TG Medical: Blood Curdling Hormones
Now that I have your attention, I would like to discuss the most frequent and most important side-effect of female hormones. It is a well established fact that estrogens and progestens cause an increase in the clotting mechanisms of blood and produce blood clots in the deep veins of the legs, which may become life threatening. The complications of stroke, heart attack and pulmonary embolus have been well documented in young women on oral contraceptives (OC) and menopausal women on HRT. The risk of thrombosis or clotting increases sharply with age, from roughly one in 10,000 people per year before age 40 to one in 100 per year for those over age 75. The net effect or absolute risk will be 3 additional cases in 10,000 OC users, but nearly 40 cases in 10,000 HRT users. The relative risk has been shown to be increased 2 - 4 fold in these groups with a 5-fold increase in heart attacks and a 3-fold increase in stroke in the 45 to 60 year old menopausal group. Over the past 40 years, the amount of estrogen in birth control pills has been steadily reduced from 100 micrograms of ethinyl estradiol, a synthetic preparation, to 50 or even 30 micrograms to decrease but not eliminate the frequency of these side effects. But the transsexual population is at even greater risk because of the large doses they are given to suppress testosterone production.
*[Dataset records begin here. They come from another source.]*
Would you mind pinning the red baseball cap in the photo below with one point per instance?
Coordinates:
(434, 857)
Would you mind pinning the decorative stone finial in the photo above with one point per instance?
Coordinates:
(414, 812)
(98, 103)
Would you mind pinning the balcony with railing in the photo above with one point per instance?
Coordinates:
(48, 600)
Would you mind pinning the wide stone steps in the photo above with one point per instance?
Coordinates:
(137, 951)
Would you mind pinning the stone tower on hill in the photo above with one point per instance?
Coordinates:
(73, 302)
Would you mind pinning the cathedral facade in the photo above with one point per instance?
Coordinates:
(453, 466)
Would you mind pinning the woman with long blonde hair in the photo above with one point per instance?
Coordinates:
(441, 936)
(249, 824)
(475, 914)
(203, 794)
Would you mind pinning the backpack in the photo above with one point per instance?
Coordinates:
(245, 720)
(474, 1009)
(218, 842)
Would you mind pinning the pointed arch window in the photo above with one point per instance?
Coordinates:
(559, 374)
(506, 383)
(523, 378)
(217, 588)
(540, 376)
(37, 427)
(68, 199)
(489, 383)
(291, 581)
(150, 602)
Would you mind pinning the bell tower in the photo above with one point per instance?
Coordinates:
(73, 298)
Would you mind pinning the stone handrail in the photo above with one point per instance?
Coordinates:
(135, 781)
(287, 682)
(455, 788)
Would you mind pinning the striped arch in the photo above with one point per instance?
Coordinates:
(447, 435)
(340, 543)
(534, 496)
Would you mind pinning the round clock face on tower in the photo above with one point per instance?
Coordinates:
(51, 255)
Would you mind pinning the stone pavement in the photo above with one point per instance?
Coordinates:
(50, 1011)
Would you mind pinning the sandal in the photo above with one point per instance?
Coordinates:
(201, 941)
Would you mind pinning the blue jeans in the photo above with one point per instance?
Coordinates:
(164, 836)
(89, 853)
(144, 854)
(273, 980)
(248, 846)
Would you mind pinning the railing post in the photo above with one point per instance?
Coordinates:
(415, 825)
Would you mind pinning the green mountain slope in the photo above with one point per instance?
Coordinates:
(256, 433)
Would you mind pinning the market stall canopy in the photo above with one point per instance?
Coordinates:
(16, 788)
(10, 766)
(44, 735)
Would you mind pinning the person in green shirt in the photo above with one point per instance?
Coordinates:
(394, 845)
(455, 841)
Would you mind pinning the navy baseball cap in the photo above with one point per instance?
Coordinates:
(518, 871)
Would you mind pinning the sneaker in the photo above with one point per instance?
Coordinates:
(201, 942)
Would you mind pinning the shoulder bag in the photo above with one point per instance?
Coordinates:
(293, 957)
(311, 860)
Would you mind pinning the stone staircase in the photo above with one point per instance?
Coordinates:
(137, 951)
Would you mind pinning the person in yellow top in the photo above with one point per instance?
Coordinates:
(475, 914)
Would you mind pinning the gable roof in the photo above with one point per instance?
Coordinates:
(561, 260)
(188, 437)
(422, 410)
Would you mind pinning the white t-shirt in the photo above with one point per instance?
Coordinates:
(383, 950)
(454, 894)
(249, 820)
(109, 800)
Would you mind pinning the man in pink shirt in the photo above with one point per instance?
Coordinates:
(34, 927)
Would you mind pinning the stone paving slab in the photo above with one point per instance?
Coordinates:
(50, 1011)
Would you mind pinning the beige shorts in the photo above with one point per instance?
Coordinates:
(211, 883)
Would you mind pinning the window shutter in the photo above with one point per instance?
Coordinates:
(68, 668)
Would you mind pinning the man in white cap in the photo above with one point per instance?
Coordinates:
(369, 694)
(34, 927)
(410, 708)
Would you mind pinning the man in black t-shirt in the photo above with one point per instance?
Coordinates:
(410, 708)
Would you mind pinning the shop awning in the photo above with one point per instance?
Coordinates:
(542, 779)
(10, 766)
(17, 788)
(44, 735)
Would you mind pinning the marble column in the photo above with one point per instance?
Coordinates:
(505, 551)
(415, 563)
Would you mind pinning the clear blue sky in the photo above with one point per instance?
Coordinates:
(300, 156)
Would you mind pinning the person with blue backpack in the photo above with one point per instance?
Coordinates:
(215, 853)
These doses as noted in my last article are usually in the 100 microgram range for ethinyl estradiol and at most are reduced to 50 micrograms per day over years. The Amsterdam group reported the incidence of venous thrombo-embolic episodes (VTE) at 12 % for MTFs above the age of 40 and at 2.1% for those less than 40 years of age. These are the serious complications of when the clot dislodges from the leg and cuts off the circulation to the lungs, kidneys or liver. The majority of small clots go undetected and are usually recurrent before the big one leaves the leg which on rare occasion results in sudden death.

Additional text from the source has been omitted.